In May, a court ruling in the US overturned a risk retention requirement introduced under the Dodd-Frank Act. The ‘skin in the game’ rules required CLO managers to hold 5% of their deal to align their interests with those of the investors.

Moody’s describes the move as credit neutral. “More players in the market will potentially increase competition for leveraged loans, which in turn could lead to a further erosion of already weakening underwriting standards,” the ratings agency says in its Q2 2018 update on the US CLO market. “At the same time, competition for leveraged loans could improve borrowers’ ability to refinance and reduce their near-term default pressure.”

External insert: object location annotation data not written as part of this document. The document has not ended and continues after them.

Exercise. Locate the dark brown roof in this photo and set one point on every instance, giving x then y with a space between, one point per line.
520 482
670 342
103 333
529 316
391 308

Covenant standards have been dropping for the past couple of years, according to Architas investment manager Mayank Markanday. “There’s been huge amount of issuance of covenant-lite loans. CLOs are effectively using the same loans but securitising them,” he says. “It’s not a problem at the moment but we are seeing corporate profitability and corporates generally in good shape. Because there is so much demand for yield from investors out there it acts as an incentive for issuance of lower-rated CLO tranches, below investment grade, which is where the risk is.

“If you start to see problems in the economy, corporates defaulting as they are not able to fulfil the loan requirements, it will be felt in these lower tranches. That’s just the way this securitisation works.” In Europe, documentation weakened in the first quarter and spreads tightened in response to strong demand, but that reversed in Q2 and Q3, according to Teeuwen.

Red flags for DFMs

Seneca and Quilter Investors have CLO exposure but others are more cautious. Architas sold out of its position in the Fair Oaks Income Fund in Q1. “It was a decision we took to reduce risk. We did pretty well out of that strategy,” Markanday says. Its main exposure to CLOs is now through the Twentyfour Income Fund, which invests in other types of debt securities, such as high-yield, mortgage-backed and asset-backed. Falling interest rates or rising default rates could be bad news for the asset class.

“You can envision a situation in the future where interest rates start to rise while the economy slows down. Some of these corporates that are highly levered could be in trouble and start to default,” he says. However, particularly in the US where most loans originate, he does not expect this situation anytime soon.

The multi-manager team at BMO Gam holds no direct exposure to CLO investments but many underlying funds are invested in the space, including Legg Mason WA Structured Opps and the Twentyfour Dynamic and Monument Bond funds. Investment manager Kelly Prior has noticed a sharp increase in funding from the loans versus the bond market in recent years. “This alone is not a bad thing as long as the terms within the loans and CLOs remain suitably tight,” she says, “and this is where the red flags are perhaps being waved by the naysayers at the moment.

“There are several layers of risk that need to be monitored: the quality of the loans, the quality of the CLO structure and the quality of the CLO manager. It is the first of these that has seen a marked deterioration and what makes us slightly wary of the sector at this point in the cycle.”

However, according to Hasler, it is a much wider asset class than people perceive it to be. She says: “The higher-quality tranches would be much lower risk and lower return than high yield, whereas the lower-rated tranches can rival equity returns at times. It’s a vast scale and that’s the bit people tend to miss.”